Protected Disclosures - Information vs Allegations
The Court of Appeal (CoA), in the case of Kilraine v London Borough of Wandsworth, has reconsidered the circumstances in which allegations made by a worker may amount to a qualifying disclosure for the purposes of a whistleblowing claim.
Section 43B(1) of the Employment Rights Act 1996 requires there to be a disclosure of information which, in the reasonable belief of the worker making it, tends to show that one or more of six specified types of malpractice has taken place, is taking place, or is likely to take place. To meet the requirements of section 43B(1), the disclosure of information must have sufficient factual content and be sufficiently specific, a bare allegation will not be sufficient.

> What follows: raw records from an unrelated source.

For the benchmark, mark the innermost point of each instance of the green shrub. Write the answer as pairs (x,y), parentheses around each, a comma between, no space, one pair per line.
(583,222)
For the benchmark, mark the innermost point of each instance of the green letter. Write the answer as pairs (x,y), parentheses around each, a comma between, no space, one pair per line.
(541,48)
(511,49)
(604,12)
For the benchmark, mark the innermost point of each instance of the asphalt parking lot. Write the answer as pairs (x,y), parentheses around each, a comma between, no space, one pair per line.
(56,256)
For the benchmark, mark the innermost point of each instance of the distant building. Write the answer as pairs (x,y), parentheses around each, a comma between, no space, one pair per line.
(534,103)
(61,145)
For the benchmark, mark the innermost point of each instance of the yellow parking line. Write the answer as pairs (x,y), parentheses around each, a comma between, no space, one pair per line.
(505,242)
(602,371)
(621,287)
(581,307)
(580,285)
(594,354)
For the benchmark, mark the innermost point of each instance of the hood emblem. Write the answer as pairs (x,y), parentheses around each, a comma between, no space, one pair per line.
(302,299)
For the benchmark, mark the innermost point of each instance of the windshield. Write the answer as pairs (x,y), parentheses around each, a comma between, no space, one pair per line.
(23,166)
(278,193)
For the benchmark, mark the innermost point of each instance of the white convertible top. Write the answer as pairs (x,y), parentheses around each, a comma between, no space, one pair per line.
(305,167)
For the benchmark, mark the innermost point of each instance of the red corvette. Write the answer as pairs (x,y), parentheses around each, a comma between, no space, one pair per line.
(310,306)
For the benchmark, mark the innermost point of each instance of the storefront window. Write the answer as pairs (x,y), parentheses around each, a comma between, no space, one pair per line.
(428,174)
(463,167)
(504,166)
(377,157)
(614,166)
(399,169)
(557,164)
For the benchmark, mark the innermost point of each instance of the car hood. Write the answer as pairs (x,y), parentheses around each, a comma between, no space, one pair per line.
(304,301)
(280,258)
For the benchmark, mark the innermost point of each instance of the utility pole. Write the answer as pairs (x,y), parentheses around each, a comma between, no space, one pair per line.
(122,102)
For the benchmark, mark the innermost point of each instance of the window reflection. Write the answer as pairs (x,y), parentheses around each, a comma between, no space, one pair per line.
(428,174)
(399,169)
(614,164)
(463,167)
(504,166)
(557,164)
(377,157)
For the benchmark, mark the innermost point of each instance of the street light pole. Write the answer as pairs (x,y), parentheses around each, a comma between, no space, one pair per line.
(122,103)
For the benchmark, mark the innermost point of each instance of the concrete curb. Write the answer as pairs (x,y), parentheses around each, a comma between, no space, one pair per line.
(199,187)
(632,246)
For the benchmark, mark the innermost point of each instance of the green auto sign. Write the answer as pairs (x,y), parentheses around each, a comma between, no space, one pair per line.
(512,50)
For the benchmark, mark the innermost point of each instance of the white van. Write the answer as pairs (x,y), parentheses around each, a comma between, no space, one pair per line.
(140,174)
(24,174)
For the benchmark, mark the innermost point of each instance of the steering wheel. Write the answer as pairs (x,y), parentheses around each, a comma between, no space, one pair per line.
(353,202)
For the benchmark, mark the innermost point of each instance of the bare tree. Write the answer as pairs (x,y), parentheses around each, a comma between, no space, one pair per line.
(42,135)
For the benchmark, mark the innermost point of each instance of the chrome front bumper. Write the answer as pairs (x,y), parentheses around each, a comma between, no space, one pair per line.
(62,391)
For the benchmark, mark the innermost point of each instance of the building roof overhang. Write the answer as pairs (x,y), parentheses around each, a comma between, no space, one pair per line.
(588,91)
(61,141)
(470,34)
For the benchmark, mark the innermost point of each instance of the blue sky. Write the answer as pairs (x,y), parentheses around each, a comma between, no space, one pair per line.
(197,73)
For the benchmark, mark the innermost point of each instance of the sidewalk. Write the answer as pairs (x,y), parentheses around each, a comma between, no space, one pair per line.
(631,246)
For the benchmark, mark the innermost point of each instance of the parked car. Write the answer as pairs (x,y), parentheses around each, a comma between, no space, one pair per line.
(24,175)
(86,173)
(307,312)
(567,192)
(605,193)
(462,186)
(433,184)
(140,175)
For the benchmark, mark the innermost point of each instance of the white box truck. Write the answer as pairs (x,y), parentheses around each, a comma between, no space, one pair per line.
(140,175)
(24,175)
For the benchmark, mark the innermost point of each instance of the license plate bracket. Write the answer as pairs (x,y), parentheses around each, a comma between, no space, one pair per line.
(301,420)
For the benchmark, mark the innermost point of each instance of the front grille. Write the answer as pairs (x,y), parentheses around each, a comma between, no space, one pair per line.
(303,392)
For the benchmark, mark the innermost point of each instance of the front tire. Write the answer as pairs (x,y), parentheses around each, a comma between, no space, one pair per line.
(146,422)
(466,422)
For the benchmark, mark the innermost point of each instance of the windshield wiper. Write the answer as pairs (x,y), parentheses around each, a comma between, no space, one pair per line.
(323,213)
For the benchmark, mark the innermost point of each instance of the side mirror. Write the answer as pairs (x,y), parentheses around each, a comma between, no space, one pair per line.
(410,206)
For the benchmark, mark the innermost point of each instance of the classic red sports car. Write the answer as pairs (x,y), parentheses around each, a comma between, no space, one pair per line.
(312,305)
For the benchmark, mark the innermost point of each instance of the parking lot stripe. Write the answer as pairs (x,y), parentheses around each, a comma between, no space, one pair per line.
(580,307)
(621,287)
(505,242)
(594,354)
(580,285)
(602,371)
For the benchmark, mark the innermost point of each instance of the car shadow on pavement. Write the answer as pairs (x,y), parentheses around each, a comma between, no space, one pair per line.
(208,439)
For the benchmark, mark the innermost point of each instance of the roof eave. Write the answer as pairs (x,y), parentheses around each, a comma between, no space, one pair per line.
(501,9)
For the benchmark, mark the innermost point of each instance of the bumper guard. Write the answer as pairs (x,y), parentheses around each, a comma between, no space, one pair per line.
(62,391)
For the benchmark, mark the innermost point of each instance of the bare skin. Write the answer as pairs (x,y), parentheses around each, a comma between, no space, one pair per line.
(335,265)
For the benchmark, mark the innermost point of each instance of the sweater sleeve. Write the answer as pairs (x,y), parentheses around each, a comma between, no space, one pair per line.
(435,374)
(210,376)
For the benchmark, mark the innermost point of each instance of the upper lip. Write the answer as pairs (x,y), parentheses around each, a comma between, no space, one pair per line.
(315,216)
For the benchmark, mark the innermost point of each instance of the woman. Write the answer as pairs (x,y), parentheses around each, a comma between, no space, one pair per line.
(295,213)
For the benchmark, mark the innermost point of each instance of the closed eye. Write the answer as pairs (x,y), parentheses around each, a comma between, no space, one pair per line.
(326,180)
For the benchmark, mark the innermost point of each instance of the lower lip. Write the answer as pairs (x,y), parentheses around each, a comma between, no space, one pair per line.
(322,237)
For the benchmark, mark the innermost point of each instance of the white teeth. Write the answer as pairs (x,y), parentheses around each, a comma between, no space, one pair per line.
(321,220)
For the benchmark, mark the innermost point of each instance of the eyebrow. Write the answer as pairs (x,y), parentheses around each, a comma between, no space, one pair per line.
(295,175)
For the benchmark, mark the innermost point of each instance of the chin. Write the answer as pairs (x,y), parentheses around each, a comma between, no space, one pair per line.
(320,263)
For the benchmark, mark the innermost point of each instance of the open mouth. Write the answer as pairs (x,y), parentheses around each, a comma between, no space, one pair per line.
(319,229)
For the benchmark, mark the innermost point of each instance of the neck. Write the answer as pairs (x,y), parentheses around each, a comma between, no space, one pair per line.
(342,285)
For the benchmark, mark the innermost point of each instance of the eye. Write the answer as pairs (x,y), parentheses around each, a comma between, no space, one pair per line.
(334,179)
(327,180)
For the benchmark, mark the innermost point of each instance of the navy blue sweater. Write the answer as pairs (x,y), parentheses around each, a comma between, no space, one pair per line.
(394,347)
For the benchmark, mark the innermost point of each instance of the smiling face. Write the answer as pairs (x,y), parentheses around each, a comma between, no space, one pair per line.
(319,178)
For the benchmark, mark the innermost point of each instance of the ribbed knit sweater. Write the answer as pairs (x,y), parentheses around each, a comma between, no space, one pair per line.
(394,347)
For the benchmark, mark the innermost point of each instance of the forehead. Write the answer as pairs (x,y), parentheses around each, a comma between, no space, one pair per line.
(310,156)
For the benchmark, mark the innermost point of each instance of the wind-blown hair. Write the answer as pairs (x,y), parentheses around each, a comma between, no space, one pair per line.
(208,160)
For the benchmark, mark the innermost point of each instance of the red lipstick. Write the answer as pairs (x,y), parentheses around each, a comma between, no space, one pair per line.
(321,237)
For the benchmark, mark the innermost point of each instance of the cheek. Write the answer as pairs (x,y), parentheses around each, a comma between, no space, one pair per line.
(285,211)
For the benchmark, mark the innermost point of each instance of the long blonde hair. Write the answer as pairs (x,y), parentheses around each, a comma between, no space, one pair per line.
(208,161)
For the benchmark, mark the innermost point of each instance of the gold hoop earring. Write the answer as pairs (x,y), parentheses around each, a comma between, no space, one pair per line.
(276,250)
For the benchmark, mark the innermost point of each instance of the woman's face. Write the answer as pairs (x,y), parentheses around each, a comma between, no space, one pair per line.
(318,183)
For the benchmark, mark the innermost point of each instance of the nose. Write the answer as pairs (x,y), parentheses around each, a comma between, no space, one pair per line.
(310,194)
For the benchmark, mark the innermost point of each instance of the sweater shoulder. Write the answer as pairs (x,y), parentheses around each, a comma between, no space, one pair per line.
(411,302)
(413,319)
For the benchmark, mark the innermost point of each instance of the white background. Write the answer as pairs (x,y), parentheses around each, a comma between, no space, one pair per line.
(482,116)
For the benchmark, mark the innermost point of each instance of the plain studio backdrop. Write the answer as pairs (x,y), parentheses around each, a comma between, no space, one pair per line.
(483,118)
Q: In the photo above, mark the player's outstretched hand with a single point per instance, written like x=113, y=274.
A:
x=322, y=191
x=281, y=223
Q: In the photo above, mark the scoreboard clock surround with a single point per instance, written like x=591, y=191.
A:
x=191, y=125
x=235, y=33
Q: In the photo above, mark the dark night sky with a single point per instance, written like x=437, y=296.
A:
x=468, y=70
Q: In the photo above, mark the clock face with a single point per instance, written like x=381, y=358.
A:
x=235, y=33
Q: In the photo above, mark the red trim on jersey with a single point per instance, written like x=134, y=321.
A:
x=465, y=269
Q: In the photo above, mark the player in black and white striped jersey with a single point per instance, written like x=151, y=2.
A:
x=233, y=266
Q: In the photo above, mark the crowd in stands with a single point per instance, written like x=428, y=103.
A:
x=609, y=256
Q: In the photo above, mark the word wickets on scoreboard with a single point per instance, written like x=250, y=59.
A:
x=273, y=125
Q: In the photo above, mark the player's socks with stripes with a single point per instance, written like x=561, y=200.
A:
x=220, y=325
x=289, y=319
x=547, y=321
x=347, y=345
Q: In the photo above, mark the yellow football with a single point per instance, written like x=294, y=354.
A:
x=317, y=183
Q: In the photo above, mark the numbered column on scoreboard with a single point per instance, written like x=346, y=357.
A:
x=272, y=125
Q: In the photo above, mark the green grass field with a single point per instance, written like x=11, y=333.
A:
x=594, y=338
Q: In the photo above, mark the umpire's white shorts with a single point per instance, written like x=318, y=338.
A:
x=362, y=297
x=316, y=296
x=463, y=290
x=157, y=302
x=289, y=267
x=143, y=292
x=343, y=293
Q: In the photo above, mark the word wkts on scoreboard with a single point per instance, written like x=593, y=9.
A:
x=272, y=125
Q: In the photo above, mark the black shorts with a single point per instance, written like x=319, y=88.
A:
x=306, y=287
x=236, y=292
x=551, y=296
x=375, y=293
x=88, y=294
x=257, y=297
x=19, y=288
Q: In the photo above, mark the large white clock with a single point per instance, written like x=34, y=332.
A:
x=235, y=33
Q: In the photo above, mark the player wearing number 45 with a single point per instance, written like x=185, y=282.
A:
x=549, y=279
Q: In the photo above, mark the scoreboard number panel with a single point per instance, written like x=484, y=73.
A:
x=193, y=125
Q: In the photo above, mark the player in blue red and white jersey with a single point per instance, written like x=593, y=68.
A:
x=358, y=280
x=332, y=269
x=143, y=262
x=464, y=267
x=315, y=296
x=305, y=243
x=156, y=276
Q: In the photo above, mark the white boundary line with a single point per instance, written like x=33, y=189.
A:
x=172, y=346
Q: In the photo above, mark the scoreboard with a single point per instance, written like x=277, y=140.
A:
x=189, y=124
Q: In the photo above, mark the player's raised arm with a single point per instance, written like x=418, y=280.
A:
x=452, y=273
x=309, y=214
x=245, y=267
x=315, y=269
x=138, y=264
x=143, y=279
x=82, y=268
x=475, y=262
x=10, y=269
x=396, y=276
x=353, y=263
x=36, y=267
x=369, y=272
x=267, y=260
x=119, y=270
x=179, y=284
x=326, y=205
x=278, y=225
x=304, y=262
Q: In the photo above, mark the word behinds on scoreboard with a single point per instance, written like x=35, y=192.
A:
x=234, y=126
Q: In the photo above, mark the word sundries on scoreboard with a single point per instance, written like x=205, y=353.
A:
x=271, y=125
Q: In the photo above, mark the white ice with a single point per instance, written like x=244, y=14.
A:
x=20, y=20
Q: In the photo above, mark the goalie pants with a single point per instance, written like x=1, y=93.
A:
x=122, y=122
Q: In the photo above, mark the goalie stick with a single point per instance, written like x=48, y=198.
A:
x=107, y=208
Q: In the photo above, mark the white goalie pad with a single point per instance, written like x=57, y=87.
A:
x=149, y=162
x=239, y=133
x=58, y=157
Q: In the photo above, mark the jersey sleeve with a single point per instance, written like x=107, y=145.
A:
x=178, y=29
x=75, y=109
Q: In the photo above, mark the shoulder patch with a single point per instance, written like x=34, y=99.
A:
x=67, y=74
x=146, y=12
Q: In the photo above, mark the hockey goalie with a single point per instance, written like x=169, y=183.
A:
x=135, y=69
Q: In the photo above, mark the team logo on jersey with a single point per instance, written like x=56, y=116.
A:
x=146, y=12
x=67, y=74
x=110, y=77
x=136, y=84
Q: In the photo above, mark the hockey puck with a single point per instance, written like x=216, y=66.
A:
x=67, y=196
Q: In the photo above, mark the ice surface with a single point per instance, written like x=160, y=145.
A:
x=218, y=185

The CoA agreed with the Employment Appeal Tribunal that two disclosures relied on by the employee were not "qualifying disclosures". In doing so, the CoA reviewed previous judicial guidance but determined that the guidance had not been intended to introduce a rigid separation between "information" on the one hand and "allegations" on the other. The Court considered that sometimes a statement that could be characterised as an allegation will also constitute information and amount to a qualifying disclosure.
This case serves as a reminder to organisations handling complaints that careful consideration must be had to determine whether the complaint which appears to be an allegation by a disgruntled worker, amounts to a disclosure of information capable of being a qualifying disclosure.